The government’s goal of becoming a “Northeast Asian financial hub” is a grand dream. However, if we lack the competitive edge in the financial industry, it is only a pipe dream. We have failed to nurture talent with expertise in international finance and fluent English skills. The rhetoric of standardized education might have been applied to the financial industry.
One president of a securities firm confessed: “CEOs of the financial companies are so busy taking care of union trouble that they barely have time to make management strategy and vision. I used to allot about 20 to 30 percent of the working day on dealing with the union issue, but once the management-labor troubles began, I spend 90 percent of the time on the union. I don’t have the environment to do my job as the head of a financial company.”

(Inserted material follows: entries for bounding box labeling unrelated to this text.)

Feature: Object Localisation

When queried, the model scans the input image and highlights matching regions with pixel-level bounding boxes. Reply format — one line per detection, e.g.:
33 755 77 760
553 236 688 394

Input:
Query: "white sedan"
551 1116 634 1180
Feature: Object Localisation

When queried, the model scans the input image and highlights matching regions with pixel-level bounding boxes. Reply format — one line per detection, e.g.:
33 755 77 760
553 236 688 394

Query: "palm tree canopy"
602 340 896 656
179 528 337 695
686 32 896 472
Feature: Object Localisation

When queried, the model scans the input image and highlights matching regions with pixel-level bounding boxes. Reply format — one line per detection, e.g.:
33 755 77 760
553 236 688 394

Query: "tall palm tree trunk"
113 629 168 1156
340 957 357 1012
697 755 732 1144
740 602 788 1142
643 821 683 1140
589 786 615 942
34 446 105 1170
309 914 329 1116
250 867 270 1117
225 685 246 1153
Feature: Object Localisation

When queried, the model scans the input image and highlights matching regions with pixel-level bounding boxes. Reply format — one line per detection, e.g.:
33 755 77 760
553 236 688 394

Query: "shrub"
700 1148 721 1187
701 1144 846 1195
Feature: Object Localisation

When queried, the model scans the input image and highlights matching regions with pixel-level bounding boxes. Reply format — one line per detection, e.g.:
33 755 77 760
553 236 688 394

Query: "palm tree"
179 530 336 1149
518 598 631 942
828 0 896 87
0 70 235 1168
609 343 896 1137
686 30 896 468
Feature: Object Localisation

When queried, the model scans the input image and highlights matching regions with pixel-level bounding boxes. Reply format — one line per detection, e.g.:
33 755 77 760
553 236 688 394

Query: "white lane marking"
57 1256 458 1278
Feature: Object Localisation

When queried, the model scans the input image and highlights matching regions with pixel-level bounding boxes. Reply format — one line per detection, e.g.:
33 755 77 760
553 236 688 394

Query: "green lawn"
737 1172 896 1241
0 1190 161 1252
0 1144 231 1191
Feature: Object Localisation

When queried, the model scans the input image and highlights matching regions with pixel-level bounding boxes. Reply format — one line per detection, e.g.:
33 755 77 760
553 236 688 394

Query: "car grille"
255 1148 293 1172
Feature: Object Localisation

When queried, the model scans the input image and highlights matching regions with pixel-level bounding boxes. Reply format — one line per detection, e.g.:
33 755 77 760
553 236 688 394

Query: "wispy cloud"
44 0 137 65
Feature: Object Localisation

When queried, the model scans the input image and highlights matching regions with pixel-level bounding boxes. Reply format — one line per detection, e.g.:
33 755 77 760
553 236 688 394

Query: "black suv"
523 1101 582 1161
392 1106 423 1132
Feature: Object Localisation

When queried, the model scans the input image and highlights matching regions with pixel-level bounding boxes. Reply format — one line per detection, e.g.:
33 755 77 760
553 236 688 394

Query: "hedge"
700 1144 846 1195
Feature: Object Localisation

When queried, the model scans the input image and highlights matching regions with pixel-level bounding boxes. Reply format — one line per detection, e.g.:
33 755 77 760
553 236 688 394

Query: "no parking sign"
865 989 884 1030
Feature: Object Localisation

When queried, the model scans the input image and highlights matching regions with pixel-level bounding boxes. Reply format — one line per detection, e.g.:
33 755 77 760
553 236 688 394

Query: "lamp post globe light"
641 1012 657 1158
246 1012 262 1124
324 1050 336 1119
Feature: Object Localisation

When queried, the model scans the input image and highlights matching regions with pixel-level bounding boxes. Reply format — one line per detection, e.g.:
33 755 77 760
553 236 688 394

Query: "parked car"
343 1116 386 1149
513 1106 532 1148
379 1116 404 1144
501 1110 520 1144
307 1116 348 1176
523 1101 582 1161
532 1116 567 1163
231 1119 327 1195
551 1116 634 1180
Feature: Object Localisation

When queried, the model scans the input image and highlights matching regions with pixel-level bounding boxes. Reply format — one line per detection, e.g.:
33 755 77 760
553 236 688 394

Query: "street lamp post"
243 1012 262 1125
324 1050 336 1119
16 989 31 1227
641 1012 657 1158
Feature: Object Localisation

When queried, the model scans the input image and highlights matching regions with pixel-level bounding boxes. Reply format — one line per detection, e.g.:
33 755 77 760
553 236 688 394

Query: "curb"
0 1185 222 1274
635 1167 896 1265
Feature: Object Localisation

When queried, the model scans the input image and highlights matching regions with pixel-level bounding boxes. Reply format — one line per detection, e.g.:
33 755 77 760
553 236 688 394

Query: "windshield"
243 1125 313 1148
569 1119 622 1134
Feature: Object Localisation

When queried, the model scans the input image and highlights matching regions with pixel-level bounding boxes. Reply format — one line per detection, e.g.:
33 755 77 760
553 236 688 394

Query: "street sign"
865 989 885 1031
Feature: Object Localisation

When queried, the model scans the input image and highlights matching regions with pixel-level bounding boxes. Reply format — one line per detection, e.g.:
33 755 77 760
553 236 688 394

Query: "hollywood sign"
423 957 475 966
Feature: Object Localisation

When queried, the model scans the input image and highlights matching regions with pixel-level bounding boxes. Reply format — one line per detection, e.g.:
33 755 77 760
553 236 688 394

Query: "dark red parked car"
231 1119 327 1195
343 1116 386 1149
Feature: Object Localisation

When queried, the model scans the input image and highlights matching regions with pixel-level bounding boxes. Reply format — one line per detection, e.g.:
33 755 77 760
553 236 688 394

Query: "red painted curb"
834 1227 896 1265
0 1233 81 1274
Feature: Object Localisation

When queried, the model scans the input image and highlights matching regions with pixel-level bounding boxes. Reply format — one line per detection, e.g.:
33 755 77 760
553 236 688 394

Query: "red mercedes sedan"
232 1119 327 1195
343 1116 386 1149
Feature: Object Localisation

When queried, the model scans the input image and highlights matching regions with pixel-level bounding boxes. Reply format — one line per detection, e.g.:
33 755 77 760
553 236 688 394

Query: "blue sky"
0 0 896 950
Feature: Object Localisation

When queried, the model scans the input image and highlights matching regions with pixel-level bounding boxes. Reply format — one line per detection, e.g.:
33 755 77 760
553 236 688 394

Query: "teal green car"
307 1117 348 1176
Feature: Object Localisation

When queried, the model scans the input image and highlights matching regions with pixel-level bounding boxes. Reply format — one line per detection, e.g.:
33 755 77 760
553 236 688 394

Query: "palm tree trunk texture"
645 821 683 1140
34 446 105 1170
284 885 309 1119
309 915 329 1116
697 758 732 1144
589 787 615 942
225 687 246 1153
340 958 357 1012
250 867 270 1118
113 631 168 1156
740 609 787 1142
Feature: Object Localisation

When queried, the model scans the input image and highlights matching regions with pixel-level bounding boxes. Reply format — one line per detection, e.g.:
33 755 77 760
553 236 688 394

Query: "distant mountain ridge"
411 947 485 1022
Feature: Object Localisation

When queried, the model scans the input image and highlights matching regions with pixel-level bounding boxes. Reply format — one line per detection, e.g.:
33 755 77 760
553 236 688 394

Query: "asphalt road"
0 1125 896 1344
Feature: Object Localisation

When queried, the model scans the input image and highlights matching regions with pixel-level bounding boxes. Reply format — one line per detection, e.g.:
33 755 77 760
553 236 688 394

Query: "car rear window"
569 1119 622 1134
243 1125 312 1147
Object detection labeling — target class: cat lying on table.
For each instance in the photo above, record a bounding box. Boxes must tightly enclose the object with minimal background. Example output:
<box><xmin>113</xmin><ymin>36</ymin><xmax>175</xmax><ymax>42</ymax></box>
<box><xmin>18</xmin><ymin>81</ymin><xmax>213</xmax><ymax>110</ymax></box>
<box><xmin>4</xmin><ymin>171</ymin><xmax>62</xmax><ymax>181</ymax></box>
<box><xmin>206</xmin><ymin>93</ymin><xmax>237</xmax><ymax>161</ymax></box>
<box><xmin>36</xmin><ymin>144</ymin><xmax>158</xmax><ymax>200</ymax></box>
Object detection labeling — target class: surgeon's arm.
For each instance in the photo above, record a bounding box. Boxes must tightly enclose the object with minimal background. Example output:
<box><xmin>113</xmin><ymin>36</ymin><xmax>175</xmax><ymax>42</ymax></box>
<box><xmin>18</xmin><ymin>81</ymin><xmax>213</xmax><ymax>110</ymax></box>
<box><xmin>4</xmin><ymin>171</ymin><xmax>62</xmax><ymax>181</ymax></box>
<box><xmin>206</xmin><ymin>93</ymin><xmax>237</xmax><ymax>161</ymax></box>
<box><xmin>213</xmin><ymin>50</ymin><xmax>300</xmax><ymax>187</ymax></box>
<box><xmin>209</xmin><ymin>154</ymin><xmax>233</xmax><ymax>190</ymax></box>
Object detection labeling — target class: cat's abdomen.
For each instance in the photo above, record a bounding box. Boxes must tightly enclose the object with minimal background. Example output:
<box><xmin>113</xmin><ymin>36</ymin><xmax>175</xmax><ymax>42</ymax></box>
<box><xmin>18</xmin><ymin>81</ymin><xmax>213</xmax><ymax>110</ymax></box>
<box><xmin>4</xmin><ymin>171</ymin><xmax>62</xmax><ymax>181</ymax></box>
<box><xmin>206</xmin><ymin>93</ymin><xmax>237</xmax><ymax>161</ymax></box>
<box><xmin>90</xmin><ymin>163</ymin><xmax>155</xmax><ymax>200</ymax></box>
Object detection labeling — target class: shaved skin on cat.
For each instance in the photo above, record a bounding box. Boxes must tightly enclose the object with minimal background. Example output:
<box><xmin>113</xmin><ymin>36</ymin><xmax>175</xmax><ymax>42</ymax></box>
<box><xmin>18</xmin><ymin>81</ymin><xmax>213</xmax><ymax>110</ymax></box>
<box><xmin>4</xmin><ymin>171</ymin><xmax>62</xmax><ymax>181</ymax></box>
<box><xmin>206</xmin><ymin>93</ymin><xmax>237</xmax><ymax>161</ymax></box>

Most CEOs at financial firms are in a similar situation. A more serious problem is the lack of awareness. They have branded the financial labor unions as troublemakers and consider maintaining good relations with the union as the best solution.
With such an attitude, we won’t be able to create investment banks like Goldman Sachs and JP Morgan or private-equity funds like Lone Star Funds and Newbridge Capital. The unions and the management of the financial companies need to make drastic changes in their work practices to meet global standards. Otherwise, there will be no future for the financial industry of Korea.

* The writer is the business news editor of the JoongAng Ilbo.